The Birmingham Police Department had four locations at different precincts where people could go to drop off their unused prescription drugs.
The event was a joint effort between law enforcement, the DEA and the Addiction Prevention Coalition. Organizers provided a place to safely dispose of prescription drugs as well as a place to provide resources for those who are suffering from addiction.
During the last drug take-back day in October of 2020, nearly 500 tons of unwanted drugs were collected in the U.S.
“A lot of people have unused or unopened prescription drugs that they just throw away in the trash can, that they flush down the toilet, and that can be hazardous,” said Gurinder Singh of the Birmingham Police Department.
The annual event also helps push the conversation around prescription drug abuse.
“A lot of prescription drug misuse and abuse begins in friend’s and family’s medicine cabinets and that’s one reason it’s so important for the public to go through and look at your medicine cabinets,” said Prim Escalona, U.S. Attorney – Northern District of Alabama.

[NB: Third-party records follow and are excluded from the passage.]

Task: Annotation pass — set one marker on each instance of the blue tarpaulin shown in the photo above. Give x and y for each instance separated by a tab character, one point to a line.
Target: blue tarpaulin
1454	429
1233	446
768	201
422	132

During the pandemic, there’s been an uptick in drug abuse. According to the CDC, there have been over 81,000 drug overdose deaths in the past year in the U.S. Those trends are seen in Birmingham. as well.
“It’s bad. A lot of people don’t know there is help and a lot of people actually want to help individuals, but it’s all about actually wanting to get help and that’s the biggest thing, to be able to get out of addiction, well that’s what I personally believe,” said Singh.
To help start the conversation around drug abuse, the Addiction Prevention Coalition is providing resources.
“This is what you can do, or this is who you can talk to, or do you have someone to talk to, or would you like me to ask for help with you, so letting them know it’s available because some people just don’t know,” said Adrienne Coleman of the Addiction Prevention Coalition.
Coleman says her team has been focusing on the youth in the community, opening the door to conversations around mental health as an effort to help prevent drug abuse.
“Get them those resources, get the parents involved, and let them know what the signs and symptoms are and what to look for in their children as well as what’s going on with mom and dad,” said Coleman.